CB: I plan to release 6-8 films a year for the next few years, I will be involved with all of them, and we also will be going back to the classic style of the early 90’s, shooting on 35 mm film. It is risky, but it is the best thing to do.
GVK: Are there any plans to continue some of the classic series in the next few years?
CB: Absolutely, we have a new”Puppet Master” planned, a new “Subspecies”, and I am meeting Jeffrey Combs tomorrow for lunch to talk about a new “Dr. Mordrid”. Also, I am friends with Tim Thomerson and we are looking into a new “Dollman” film.
It will be a bit risky with “Subspecies” as the dollar is not as strong as it was, and with “Transylvania” and “Romania” being emerging locales, the costs have risen.
GVK: Any thought of doing a new “Arcade” as with the C.G.I. of today, you could do some very innovative things?
CB: “Arcade” was a costly film and yet it was a terrific film. Megan Ward who worked on this as well as “Crash and Burn”, and “Trancers 2” for us was very good, and like Helen Hunt and Demi Moore who got started in our film, she had a nice start to a good career.
GVK: Since you are going back to the classic style of old, will fans see a return of the fan club and video zone in future releases?

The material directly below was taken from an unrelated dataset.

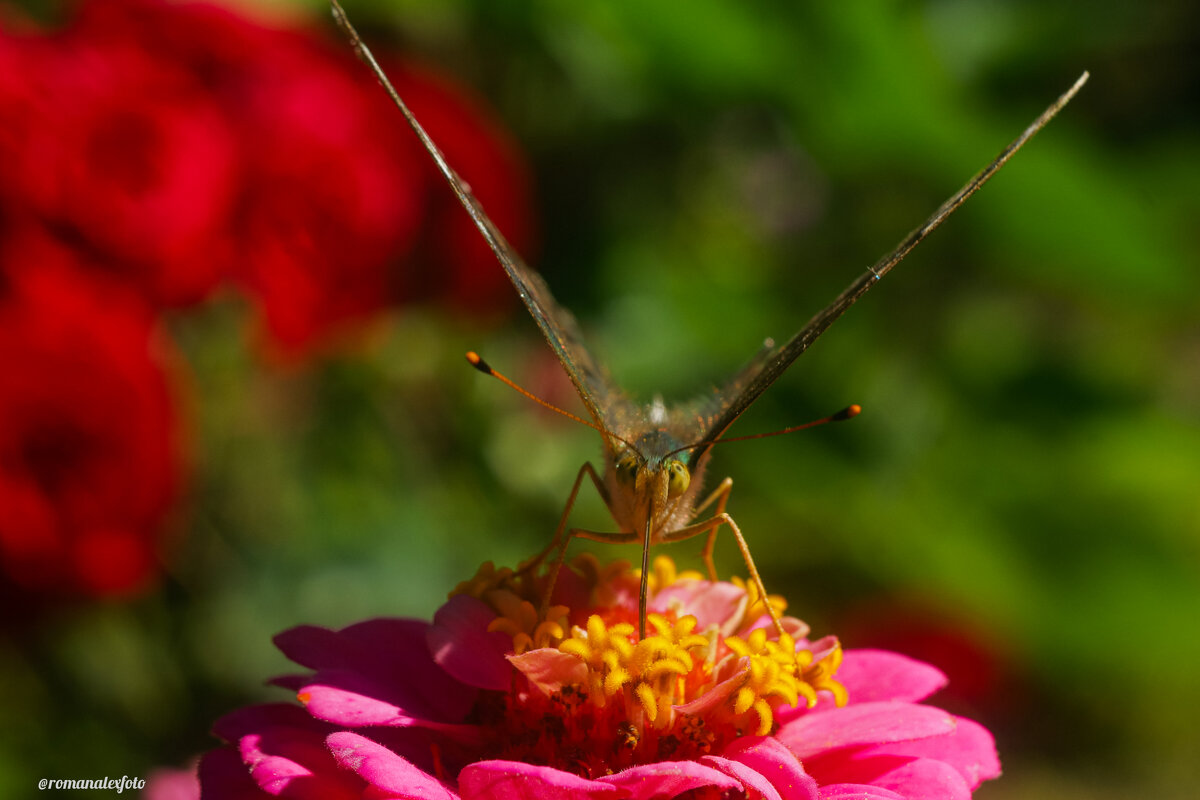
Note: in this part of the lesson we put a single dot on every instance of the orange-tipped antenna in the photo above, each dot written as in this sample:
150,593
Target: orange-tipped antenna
477,361
847,413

CB: Absolutely. We in many ways championed the extras before DVDs. When you deal with a studio as we did back then for distribution, the costs associated with adding 30 minutes of behind the scenes materials as well as trailers and interviews was an issue as when it comes time for replication, you are charged for the length of the film and the extras were included as part of the running time.
Now, in the age of DVD’s, you will rarely find a release that does not include some sort of bonus features.
GVK: What does 2006 hold for you?
CB: We plan to release 8 films, and do two more tours and see how it goes. We are also looking at new ways to get more of the films into the hands of the public. To many fans, $20.00 is still $20.00 and if they will be spending this on films, they will focus on major studio releases. It would be nice to sell them for $8.00-$9.00 on the website as long as we cover costs and make a little bit of money, we are good. The goal is to get the films into the hands of the fans and to create films that they will like.
GVK: Thank you, I really appreciate it.